Hi Umit,
Thanks for commenting.
I do think that scientific/hierarchical file formats like HDF5 and
> RDBMS system have their specific use cases and I don't think it makes
> sense to replace one with the other.
>
Right. But data modeling is notoriously difficult to get right when complex
and changing schemas are involved, and here we have three paradigms
involved (relational, object, hierarchical), so I am trying to spell out
what is different. In my particular case the DB is both of recorded
immutable data and of analyses that are continuously created by expensive
functions and want to be cached and tightly integrated with the
experimental recordings.
> I do also think that you shouldn't try to apply RDBMS principles to
> HDF5 like formats and also vice versa.
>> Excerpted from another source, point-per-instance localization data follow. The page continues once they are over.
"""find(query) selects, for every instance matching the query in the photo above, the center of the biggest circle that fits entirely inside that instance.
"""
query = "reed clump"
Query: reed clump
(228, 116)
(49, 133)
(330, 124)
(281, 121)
Working with NoSQL DBs
> (key/value store) or GraphDB is different than working with a RDBMS.
> The same applies to HDF5 and RDBMS.
>
Got it. My E-Mail is about pinpointing those differences.
> PyTables introduces some RBDMS like concepts (tables) but in the end
> it is based on HDF5 and to get the best performance you have to have
> some knowledge about the underlying HDF5 file structure and its
> concepts.
> The way you should store data in HDF5 really depends on how you will
> access it (if you want to get the best performance). Sometimes this
> means that you have to store the data redundantly in two different
> ways if you two orthogonal ways to access it.
>
This is a clever comment that I find important to include in the document.
This redundancy is unacceptable in a relational context because things may
get out of sync very fast, especially in a multi-user context (that is not
supported by hdf5), but here in PyTables where columns are normally written
by a single user in a single operation, it is less of a problem. So having
different 'views' of the data in different parts of the tree is a pattern
of usage in hdf5 that does not cause many problems, but it is very
discouraged in SQL.
On the other hand, there is no analog of stored queries in the form of
views for HDF5, which complicates independence of physical and logical data
layout.
Does all of the above make sense?
However nobody said you can't combine these different storage systems.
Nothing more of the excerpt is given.